HOOFDSTUK 10

112 12 3
                                    

Lakisha

"Ze wordt over een paar minuten weer wakker." Hoorde ik iemand zeggen.

Ik deed meteen mijn ogen open en zag een man in het wit op een stoel zitten en naast dat bed waarop ik lag stond Damarus.

Ze hadden nog niet door dat ik al wakker was en ik deed mijn ogen weer dicht. Verassend genoeg voelde ik mij niet zo slap meer, ik had wel nog een beetje hoofdpijn en een pijnlijke keel als ik slikte.

Hopelijk werd ik beter want ik had al genoeg van in bed liggen en tabletten slikken. Ik hoopte zo dat ik geen tabletten kreeg van de dokter.

"Moet ze nog niet wakker zijn?" Hoorde ik Damarus vragen.

"Ik denk dat ze al wakker is." Lachtte de dokter.

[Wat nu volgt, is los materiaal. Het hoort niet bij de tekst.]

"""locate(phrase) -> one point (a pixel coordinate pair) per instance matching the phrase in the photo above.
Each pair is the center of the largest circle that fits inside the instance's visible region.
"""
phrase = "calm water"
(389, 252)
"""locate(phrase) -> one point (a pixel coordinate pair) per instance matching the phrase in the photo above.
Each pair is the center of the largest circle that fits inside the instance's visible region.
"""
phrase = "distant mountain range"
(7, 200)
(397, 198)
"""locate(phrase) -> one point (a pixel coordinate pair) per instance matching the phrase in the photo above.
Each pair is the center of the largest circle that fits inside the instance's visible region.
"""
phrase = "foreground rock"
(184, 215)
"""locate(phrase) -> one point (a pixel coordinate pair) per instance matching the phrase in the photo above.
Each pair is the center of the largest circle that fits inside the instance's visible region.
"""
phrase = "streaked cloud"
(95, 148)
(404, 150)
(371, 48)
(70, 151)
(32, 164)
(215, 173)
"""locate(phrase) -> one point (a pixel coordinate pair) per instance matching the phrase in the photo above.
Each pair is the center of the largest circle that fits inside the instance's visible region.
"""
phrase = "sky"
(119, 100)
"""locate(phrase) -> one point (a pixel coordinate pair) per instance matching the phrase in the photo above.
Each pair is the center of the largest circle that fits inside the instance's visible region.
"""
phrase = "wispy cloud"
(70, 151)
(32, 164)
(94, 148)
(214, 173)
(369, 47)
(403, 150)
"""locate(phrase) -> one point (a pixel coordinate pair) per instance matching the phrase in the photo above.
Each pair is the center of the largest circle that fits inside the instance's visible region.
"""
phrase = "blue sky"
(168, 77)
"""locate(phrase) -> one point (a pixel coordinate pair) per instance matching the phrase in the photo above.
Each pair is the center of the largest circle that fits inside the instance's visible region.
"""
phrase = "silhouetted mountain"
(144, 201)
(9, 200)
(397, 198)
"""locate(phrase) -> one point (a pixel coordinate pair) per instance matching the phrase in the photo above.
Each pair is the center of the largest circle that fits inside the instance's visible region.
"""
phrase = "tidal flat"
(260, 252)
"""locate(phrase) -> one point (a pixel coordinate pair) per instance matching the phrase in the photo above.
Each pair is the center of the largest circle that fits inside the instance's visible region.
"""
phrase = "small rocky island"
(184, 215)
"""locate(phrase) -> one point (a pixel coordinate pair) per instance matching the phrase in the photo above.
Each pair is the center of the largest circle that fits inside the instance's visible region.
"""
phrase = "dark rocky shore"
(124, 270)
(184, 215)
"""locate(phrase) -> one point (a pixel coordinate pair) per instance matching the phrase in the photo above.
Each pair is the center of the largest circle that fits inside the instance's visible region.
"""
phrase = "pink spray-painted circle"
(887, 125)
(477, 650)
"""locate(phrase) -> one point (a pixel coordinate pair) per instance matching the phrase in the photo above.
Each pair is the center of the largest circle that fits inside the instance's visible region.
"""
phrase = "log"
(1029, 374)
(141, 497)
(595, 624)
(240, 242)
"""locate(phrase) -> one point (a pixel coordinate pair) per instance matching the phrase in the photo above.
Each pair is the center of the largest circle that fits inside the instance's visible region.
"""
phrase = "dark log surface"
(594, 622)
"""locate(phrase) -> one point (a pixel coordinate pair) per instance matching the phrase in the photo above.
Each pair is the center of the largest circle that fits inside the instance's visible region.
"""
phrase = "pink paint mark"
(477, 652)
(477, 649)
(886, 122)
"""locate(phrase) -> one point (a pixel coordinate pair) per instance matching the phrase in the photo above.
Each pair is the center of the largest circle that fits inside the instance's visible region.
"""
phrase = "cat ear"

Ik sperdde mijn ogen open en keek de dokter verbaasd aan. "Hoe wist u dat?" Vroeg ik met een schorre stem.

"Kisha!" Gilde Damarus. Ze lag praktisch op me met haar armen om mij heen in een soort van ommhelzing.

"Hola." Mompelde ik en stootte haar van me af want ze deed me pijn aan mijn buik.

"Je begon plotseling onregelmatig te ademen." Zei de dokter lachend.

"Wat?!" Riep Damarus. "En u deed niets? Wat als er iets met haar gebeurde!"

"Er is niet gebeurd toch?" Vroeg ik geïrriteerd aan Marus. "Por favor [alsjeblieft] schreeuw niet zo."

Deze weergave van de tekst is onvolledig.